Turkey has detained the co-chairs of the opposition pro-Kurdish Peoples' Democratic Party (HDP), Selahattin Demirtas and Figen Yuksekdag, the government confirmed early Friday.
The state-run Anadolu news agency carried an Interior Ministry statement saying 11 legislators from the party, the third largest in parliament, had been detained in a series of raids. Warrants were issued for four other members of parliament.
Demirtas was detained at his home in Diyarbakir while Yuksekdag was taken into custody at her house in the capital Ankara. Demirtas' last post on Twitter said security forces "are at my door."
Live videos of the police raids, carried out in the middle of the night, were posted on social media accounts, including one showing Yuksekdag verbally protesting against her detention.
Access to social media like Twitter and messaging service WhatsApp was jammed, with users saying they were using VPNs to bypass the blocks.
There were also reports of problems using mobile internet though fixed lines were still working.
Such internet disruptions during security operations are common in Turkey, where tens of thousands of websites are permanently blocked.
The HDP quoted Demirtas, through his lawyer, as saying: "I am in good health, my morale is fine, I salute our people."
President Recep Tayyip Erdogan, who has been accused of increasing authoritarianism, regularly targets the HDP, saying it has links to the outlawed Kurdistan Workers' Party (PKK), a charge the HDP denies.
The HDP sees the moves against it as politically motivated and says that since July 2015 more than 5,000 people affiliated with it have been detained and more than 1,000 have been formally arrested, on varying charges, including terrorism-related.
Earlier this year, 55 of the HDP's 59 legislators had their immunity from prosecution removed by a parliamentary measure put forward by Erdogan's ruling Justice and Development Party (AKP).

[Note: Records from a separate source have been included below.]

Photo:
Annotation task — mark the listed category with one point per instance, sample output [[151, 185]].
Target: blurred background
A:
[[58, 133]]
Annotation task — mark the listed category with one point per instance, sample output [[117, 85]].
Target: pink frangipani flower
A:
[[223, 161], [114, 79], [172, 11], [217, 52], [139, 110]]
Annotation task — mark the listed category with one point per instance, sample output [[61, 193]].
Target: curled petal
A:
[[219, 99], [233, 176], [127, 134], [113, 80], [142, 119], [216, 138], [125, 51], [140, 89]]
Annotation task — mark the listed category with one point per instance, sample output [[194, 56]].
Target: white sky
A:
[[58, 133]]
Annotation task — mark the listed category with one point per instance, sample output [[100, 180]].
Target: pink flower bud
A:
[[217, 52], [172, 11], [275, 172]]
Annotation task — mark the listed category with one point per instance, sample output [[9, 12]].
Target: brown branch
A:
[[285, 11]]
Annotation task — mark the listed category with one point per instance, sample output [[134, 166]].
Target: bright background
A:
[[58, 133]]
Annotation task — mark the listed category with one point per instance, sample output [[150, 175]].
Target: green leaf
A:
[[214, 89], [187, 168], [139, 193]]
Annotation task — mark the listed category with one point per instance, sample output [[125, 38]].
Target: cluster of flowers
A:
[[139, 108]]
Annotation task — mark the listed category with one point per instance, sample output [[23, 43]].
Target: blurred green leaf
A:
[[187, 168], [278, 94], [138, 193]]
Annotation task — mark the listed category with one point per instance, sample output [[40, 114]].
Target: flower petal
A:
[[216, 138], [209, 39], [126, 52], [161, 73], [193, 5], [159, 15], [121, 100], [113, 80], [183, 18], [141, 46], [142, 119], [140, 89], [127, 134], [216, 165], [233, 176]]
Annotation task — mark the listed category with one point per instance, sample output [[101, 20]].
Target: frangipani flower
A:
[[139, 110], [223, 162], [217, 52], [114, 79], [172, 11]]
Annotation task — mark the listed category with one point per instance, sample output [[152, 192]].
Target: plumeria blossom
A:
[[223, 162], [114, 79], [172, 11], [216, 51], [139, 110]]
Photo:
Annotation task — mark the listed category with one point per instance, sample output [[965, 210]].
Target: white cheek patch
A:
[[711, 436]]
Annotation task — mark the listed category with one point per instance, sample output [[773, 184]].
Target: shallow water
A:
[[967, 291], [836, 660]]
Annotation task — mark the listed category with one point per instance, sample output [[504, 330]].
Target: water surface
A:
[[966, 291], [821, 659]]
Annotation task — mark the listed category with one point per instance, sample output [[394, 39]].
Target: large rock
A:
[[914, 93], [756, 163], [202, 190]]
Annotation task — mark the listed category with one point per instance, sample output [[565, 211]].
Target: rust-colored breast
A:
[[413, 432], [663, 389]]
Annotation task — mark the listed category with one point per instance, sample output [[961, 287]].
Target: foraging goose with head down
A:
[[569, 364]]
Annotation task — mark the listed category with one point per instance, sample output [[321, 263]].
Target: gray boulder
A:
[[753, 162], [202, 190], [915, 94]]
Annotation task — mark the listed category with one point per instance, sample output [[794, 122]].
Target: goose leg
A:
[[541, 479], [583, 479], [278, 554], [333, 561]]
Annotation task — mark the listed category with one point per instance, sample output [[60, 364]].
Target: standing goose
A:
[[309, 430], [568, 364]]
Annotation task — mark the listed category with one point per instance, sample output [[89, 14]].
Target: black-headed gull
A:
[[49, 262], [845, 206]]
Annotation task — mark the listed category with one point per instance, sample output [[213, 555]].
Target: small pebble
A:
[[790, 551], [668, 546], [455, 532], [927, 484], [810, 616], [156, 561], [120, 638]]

Demirtas and Yuksekdag are accused by prosecutors in separate cases of spreading terrorist propoganda. A government statement said the detentions came after the HDP leaders refused to appear before prosecutors to testify.
Turkey has recently removed a number of elected HDP mayors from office and replaced them with trusted Ankara loyalists, with no announcement of plans for fresh elections.
The mayors of the city of Diyarbakir - the HDP fills each post with a man and a woman - were arrested last week.
A peace process between the PKK and the state broke down last year leading to renewed violence which has claimed thousands of lives, adding to the more than 40,000 people who had already died in the 30-year war. The government has rejected a return to negotiations.
Those detained in the late night raids included HDP leaders who were involved in the peace process.
"The arrest order for senior HDP leadership is the last nail in the coffin for any hope of peace for years to come," tweeted Howard Eissenstat, an expert on Turkey at St Lawrence University in New York.
A statement from a local HDP-sister party in the mostly Kurdish south-east of the country called for people to protest the detentions, the Firat news agency reported.
The raids are "a coup against the will of the people that can never be accepted," the statement said.
Since a July coup attempt by a faction in the military, Turkey has conducted sweeping crackdowns, saying it is targeting alleged followers of Fethullah Gulen, a US-based preacher accused of orchestrating the failed putsch. He denies the charges.
A state of emergency is in effect, giving the government sweeping powers to rule by decree and restricting civil rights, including detainees' access to lawyers in the first five days after being taken into custody.
Some 35,000 people have been arrested since the coup and tens of thousands of civil servants and members of the security forces have been dismissed from their jobs.
The HDP has also increasingly been targeted in recent months, as have opposition media outlets, including Kurdish television and radio channels and news networks.
This week, police detained at least 11 journalists from Cumhuriyet newspaper, a centre-left daily that was established in 1924 and won this year's Right Livelihood Award, known as the alternative Nobel Prize.
More than 100 journalists have been jailed in Turkey and more than 165 outlets have been shut this year.
Turkey's vague anti-terrorism laws, often broadly applied, have been criticized by European leaders and the UN.